The primary aim of this study is to investigate the incidence of early patient-initiated postoperative telephone calls and reasons for those calls. Secondary goals are to determine perioperative predictive factors for calls including the procedures most frequently associated with them.

Design:

Retrospective chart review.

Setting:

Academic Level-1 Trauma Center.

Patients/Participants:

Six hundred eighty-four patients who underwent surgical treatment by our orthopaedic trauma division between 01/01/2014 and 31/12/2014.

Main Outcome Measurements:

Patient-initiated telephone call documented within 14 days after discharge.

Results:

Twenty-nine percent (n = 199) of patients initiated a telephone call within 14 days after discharge.

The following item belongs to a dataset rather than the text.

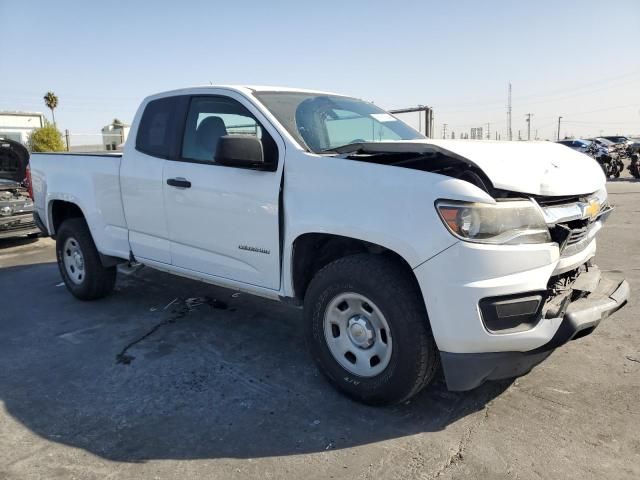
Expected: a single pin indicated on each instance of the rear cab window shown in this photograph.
(211, 117)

The most common reasons for telephone calls were pain control (22%), bathing/dressing/wound questions (16%), and questions regarding discharge medications (8%). The procedures associated with the highest percentage of telephone calls were tibial shaft intramedullary nailing (36.0%), calcaneus open reduction internal fixation (31.3%), and cephalomedullary nailing for proximal femur fractures (29.3%). Perioperative factors predictive of an increase in phone calls included discharge directly to home, higher baseline level of health of the patient (based on comorbidities and the American Society for Anesthesiologists score), and a more robust support network (based on marital and employment status).

Conclusions:

This study identifies the incidence and common reasons for patient-initiated calls after orthopaedic trauma surgery and an analysis of perioperative factors predictive of increased phone calls. These data give direction for communication at the time of discharge to improve efficiency, patient care, and patient satisfaction.

Level of Evidence:

Prognostic Level IV. See Instructions for Authors for a complete description of levels of evidence.